Iba a decir que el elfo frunció las cejas, pero sería mentira, pues aquellas no eran cejas. En realidad, ni siquiera tenía cejas. Bueno, el elfo hizo una expresión de incomprensión.
—¿Cómo?
—¿Tú estabas ahí? ¿En la final del torneo de pugilismo?
—No, no tengo idea de cómo adquiriste la lesión. Sólo sé que te lastimaste.
—¿Puedes saberlo sin haber visto la lucha? —Axel casi tartamudeaba—. ¿Al menos hablaste con alguien de Arzallum?
—Nunca salimos de Nunca Jamás.
—¿Entonces cómo…?
—Sólo puedo ver. Como puedo ver que ya te fracturaste el tobillo una vez.
Era verdad: a los doce años, al caer del caballo.
—Y te fracturaste las costillas, te despellejaste los dedos, te rompiste tendones.
Lesiones de la práctica de pugilismo.
—Incluso sufriste una perforación a la altura del riñón.
Una cuchillada de Jamil Corazón de Cocodrilo, el pirata que lanzó desde lo alto de la catedral de la Sagrada Creación.
—Elfo, ¿cómo puedes saber semejantes detalles?
—Yo veo.
Y algo brilló en los ojos de aquel elfo, al punto de que Axel comprendió.
—¿Ustedes ven… a través del cuerpo? —preguntó el príncipe.
El elfo asintió.
—Nosotros los elfos podemos ver el cuerpo físico. Las elfas ven el cuerpo emocional.
—Pero describiste lesiones que sucedieron años atrás —la frase casi era un susurro.
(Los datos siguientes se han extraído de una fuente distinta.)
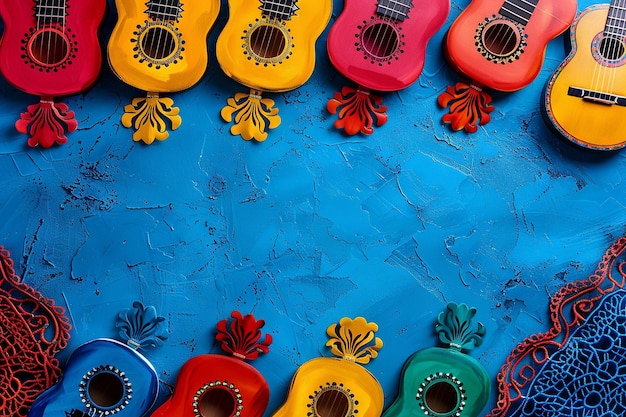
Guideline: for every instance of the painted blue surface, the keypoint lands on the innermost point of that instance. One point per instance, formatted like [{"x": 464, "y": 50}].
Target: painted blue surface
[{"x": 310, "y": 225}]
—Si raspas una superficie, puedes lustrarla y pintarla para que su apariencia vuelva a quedar lo mejor posible. Pero el raspón seguirá ahí.
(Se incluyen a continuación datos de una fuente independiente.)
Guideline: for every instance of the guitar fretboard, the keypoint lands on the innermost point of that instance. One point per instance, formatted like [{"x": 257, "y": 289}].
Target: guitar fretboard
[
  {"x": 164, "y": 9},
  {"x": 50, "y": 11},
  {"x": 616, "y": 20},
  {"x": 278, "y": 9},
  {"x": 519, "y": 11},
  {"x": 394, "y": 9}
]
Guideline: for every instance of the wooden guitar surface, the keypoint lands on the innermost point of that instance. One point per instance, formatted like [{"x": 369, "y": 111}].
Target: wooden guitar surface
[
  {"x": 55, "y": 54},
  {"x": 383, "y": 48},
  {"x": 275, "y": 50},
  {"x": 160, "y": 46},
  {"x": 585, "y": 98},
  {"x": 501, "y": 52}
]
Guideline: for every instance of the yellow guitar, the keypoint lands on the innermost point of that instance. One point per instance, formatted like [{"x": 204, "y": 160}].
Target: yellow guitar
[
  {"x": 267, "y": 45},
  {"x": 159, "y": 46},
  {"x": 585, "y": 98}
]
Axel era todo fascinación. Y deslumbramiento. El indio mohicano se aproximó.
—Tengo que conducirte. La princesa espera.
—¿Entonces él es el enviado? —preguntó el pequeño.
—Yo sólo cumplo órdenes —respondió el mohicano, para no sacar conclusiones.
Axel seguía en silencio. Sin comprender. Se levantó poco a poco, atarantado.
—Ve con él, extranjero —dijo el elfo.
Axel se levantó y no supo qué decir. El niño elfo sonrió y pareció a punto de flotar una vez más.
—¿Qué debo esperar del lugar a donde voy, niño elfo? —preguntó el príncipe, en una última pregunta.
—El encuentro de dos mundos que recuerdan superficies que fueron pulidas, pero que todavía poseen raspones.
—¿Raspones que siempre permanecerán?
—¿Te acordabas de las antiguas lesiones en tu cuerpo que mencioné?
—Me acordaba de las actuales. No de las más antiguas.
—Pero ellas siguen ahí. Y convives con tus marcas, aunque ya no te importen. O aunque ya no te acuerdes de cómo las conseguiste.
El príncipe asintió.
—Y si tú puedes convivir bien con eso, ¿por qué dos razas no podrían hacer lo mismo?
El príncipe no estuvo de acuerdo ni en contra. Sólo subió al pequeño esquí y se quedó observando a aquel elfo cerrar los ojos y ser llevado por los aires, como si fuera una pluma suelta al viento, tan ligero, pero tanto, que nada podría sujetarlo a la tierra.
En la mente, una certeza. Existían momentos en que valía la pena estar vivo sólo para imaginar.